Our company has begun screening cargo under a TSAmandated program whereby 50 per cent of all freight carried in the bellies of passenger aircraft must be examined. We have undertaken this program primarily for the benefit of smaller and mid-sized forwarders who can save time and money when utilizing CII’s TSAapproved system. We emphasize customer confidentiality; a confidentiality that will be adhered to rigidly. Our equipment has been thoroughly tested, and we now have a trained staff to operate and monitor the program. The equipment is massive, taking up a secure, sealed off section of the CII warehouse in Los Angeles. It consists of an X-Ray machine and an explosive trade detector. The X-Ray machine is capable of of examining large wooden skids with a weight capacity on their rollers of 4,000 to 6,000 lbs.

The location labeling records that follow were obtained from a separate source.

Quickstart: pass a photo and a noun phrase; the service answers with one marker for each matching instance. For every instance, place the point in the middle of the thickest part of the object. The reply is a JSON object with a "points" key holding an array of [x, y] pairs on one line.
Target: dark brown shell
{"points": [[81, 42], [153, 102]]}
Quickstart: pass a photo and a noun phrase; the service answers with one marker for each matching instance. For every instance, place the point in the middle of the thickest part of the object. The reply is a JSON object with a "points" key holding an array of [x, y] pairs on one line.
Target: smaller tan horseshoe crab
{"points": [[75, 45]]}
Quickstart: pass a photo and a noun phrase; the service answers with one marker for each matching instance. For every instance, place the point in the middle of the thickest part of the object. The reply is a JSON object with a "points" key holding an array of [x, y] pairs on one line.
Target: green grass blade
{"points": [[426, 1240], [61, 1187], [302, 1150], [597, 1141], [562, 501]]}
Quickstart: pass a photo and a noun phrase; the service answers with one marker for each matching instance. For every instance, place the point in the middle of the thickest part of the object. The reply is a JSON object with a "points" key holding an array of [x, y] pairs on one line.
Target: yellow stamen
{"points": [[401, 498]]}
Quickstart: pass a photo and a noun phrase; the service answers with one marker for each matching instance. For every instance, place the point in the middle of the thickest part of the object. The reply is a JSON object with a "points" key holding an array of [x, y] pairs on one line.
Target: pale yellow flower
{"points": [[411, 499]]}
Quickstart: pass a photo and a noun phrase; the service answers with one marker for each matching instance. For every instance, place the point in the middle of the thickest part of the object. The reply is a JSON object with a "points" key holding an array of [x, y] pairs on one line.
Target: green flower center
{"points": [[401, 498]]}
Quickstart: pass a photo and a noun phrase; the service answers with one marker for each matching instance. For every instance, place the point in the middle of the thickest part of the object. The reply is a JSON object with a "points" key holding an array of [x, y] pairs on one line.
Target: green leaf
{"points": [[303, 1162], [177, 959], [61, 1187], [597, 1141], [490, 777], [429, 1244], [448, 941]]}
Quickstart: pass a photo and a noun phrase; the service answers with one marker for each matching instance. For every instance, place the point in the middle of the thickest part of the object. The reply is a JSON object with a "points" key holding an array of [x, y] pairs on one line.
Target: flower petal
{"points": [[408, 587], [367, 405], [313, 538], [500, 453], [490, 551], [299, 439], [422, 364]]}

The explosive trade detector is a portable device that is rubbed on cargo and picks up any known, “problematic” compounds.

"While our equipment is
geared to serve the entire
freight industry, we are
emphasizing the smaller to
mid-sized consolidator..."


We realize there has been some controversy about this program within the air freight community, but for the moment it is the law of the land. It must be adhered to. While our equipment is geared to serve the entire freight industry, we are emphasizing the smaller to mid-sized consolidator who too often is the “forgotten man” in government calculations.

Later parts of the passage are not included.